Interaction-induced Renormalization of Andreev Reflection
M. Titov, M. Mueller, W. Belzig

TL;DR
This paper investigates how electron interactions affect Andreev reflection in one-dimensional systems, revealing significant phase renormalization and conductance suppression, which explains experimental observations in nanotube-superconductor junctions.
Contribution
It introduces a renormalization group framework that accounts for energy dependence in Andreev reflection, highlighting interaction effects on conductance.
Findings
Strong renormalization of Andreev reflection phase predicted.
Interaction suppresses Andreev conductance depending on normal resistance.

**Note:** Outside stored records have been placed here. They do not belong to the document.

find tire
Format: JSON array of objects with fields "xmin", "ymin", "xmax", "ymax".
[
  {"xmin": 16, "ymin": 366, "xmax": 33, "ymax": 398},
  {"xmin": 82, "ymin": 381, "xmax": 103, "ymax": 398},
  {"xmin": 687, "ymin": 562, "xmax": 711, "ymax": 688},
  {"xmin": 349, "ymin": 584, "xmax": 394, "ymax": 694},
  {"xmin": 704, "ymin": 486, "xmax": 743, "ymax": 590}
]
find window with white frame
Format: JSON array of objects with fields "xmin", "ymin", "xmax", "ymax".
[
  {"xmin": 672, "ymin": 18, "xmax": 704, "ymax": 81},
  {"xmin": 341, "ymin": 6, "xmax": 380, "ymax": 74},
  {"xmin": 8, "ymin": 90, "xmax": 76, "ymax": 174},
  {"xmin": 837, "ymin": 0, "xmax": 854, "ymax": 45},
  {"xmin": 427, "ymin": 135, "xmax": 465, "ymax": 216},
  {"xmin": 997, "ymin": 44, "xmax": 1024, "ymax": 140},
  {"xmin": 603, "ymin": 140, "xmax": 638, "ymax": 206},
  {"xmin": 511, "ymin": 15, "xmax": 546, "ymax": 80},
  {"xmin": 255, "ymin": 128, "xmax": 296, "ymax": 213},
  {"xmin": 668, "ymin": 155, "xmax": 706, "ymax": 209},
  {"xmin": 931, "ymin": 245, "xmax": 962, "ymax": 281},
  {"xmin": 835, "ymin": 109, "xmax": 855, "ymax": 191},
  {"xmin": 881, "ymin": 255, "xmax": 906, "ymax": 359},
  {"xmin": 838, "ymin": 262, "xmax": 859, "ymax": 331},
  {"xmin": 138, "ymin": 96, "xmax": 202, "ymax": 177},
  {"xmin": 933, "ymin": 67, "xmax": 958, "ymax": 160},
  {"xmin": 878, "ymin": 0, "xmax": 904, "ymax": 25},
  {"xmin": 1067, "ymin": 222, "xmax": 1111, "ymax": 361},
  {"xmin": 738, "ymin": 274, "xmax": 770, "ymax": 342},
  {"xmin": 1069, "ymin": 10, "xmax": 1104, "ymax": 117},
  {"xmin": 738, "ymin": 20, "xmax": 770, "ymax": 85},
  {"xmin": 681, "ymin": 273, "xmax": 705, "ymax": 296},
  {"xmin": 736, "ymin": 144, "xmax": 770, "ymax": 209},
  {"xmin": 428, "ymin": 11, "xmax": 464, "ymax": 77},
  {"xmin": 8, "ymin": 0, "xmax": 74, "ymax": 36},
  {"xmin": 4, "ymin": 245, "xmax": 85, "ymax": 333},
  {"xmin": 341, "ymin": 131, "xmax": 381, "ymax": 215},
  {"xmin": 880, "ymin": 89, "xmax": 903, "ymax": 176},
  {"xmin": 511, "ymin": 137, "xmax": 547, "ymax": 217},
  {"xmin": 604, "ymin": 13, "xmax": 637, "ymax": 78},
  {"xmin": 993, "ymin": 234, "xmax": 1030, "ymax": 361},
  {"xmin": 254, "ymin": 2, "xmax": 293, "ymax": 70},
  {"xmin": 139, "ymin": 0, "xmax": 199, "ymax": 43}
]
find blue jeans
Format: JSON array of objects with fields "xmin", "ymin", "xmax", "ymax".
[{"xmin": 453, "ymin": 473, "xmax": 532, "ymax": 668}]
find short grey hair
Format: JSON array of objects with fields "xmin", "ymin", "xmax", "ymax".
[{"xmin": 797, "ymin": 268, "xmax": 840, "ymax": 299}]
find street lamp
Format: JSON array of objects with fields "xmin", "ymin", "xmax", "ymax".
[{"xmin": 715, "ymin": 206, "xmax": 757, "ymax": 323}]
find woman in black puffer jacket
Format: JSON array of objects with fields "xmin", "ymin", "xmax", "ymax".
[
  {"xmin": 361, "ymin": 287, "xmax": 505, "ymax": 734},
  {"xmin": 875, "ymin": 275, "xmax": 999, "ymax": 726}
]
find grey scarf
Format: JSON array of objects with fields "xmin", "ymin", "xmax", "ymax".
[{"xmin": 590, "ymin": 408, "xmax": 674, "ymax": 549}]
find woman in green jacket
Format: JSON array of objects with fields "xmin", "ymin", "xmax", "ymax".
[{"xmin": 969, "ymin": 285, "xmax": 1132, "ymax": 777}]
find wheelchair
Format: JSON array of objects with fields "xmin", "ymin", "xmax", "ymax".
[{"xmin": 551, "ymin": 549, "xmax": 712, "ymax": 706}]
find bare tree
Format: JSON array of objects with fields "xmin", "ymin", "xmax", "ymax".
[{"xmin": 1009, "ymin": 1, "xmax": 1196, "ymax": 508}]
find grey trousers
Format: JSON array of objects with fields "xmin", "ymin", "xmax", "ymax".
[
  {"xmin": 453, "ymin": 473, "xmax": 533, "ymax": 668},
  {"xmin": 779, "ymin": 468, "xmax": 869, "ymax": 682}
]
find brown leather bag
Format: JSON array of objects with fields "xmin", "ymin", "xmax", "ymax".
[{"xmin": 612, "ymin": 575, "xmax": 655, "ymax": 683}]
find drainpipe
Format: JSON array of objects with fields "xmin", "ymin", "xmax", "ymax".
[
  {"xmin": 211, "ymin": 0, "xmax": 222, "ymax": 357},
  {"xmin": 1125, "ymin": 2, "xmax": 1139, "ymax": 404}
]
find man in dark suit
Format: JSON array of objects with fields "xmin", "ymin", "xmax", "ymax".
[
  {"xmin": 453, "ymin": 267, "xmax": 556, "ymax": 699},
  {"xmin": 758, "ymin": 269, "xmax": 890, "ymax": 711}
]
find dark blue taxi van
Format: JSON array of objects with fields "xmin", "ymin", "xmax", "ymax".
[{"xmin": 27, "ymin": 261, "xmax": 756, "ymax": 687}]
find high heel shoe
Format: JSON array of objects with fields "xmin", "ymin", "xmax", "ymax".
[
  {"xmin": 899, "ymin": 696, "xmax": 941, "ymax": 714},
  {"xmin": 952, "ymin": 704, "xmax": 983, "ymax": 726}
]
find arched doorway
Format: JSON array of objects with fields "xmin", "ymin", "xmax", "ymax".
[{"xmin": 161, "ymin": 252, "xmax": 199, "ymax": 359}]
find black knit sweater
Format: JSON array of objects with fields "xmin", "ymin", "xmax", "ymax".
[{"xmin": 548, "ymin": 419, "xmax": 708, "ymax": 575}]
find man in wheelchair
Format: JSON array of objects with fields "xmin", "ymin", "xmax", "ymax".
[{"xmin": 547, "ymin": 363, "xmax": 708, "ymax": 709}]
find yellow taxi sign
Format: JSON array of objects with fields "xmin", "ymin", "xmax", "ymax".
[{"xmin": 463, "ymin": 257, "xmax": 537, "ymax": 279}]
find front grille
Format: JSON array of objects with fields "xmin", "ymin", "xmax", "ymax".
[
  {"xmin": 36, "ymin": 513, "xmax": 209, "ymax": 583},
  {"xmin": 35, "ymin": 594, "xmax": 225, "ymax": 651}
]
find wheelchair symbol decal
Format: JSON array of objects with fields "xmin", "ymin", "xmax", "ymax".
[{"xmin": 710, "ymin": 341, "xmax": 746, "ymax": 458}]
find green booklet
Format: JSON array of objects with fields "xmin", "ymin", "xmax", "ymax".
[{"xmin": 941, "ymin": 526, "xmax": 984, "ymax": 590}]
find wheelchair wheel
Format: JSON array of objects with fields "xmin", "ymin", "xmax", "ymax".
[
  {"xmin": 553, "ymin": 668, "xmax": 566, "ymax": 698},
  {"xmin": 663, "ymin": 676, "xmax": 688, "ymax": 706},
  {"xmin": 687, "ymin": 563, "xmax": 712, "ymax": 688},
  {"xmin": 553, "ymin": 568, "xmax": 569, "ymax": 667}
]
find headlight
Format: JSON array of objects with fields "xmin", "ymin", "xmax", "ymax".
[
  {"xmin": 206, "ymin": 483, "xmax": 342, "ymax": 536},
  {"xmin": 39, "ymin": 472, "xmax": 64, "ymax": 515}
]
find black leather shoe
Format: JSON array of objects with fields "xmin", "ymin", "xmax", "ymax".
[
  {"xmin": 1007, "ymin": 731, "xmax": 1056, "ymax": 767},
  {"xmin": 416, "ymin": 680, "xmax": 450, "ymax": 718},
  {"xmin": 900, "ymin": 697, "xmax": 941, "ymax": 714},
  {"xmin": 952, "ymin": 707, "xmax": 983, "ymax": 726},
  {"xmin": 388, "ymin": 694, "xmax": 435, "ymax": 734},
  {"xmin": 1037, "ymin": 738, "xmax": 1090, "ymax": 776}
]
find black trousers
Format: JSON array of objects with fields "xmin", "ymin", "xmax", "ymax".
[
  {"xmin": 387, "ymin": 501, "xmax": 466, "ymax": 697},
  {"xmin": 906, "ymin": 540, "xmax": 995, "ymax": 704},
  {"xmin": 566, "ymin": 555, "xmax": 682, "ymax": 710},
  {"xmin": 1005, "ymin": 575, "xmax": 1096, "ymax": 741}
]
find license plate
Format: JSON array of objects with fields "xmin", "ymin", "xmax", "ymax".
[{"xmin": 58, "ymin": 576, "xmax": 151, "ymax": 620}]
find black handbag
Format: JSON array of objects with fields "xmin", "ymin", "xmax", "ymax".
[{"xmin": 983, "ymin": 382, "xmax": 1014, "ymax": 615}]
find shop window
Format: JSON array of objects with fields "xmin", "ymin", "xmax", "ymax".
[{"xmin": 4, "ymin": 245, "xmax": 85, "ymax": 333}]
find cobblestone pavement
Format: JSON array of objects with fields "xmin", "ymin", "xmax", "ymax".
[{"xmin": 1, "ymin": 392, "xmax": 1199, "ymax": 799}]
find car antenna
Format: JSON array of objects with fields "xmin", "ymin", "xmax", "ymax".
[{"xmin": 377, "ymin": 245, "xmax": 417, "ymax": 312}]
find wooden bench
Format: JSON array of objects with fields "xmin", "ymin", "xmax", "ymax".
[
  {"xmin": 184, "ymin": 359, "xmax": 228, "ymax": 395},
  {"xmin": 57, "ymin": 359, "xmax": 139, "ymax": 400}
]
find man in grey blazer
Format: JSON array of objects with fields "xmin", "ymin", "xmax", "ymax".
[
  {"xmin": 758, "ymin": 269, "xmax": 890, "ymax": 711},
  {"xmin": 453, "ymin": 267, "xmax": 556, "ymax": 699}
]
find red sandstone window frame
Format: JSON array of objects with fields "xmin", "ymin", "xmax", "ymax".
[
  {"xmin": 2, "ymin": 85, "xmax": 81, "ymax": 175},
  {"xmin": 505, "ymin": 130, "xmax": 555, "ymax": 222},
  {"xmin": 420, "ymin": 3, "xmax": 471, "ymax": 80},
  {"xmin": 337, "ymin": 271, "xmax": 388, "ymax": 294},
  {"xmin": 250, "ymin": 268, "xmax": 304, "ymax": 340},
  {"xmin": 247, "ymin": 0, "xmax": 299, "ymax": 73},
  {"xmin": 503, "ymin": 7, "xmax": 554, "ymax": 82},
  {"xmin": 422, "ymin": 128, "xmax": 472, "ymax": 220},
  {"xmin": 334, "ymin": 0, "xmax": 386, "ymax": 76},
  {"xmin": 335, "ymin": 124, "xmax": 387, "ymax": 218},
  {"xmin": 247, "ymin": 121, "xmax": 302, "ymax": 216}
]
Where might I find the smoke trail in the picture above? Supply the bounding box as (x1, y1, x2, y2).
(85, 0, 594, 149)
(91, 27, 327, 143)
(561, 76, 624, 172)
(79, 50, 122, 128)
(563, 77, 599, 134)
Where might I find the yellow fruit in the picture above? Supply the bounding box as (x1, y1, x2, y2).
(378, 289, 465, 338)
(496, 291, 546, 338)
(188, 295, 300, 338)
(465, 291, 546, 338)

Explains experimental results in carbon nanotube-superconductor junctions.
Abstract
We analyze the charge transport between a one-dimensional weakly interacting electron gas and a superconductor within the scaling approach in the basis of scattering states. We derive the renormalization group equations, which fully account for the intrinsic energy dependence due to Andreev reflection. A strong renormalization of the corresponding reflection phase is predicted even for a perfectly transparent metal-superconductor interface. The interaction-induced suppression of the Andreev conductance is shown to be highly sensitive to the normal state resistance, providing a possible explanation of experiments with carbon-nanotube/superconductor junctions by Morpurgo et al. [Science 286, 263 (2001)].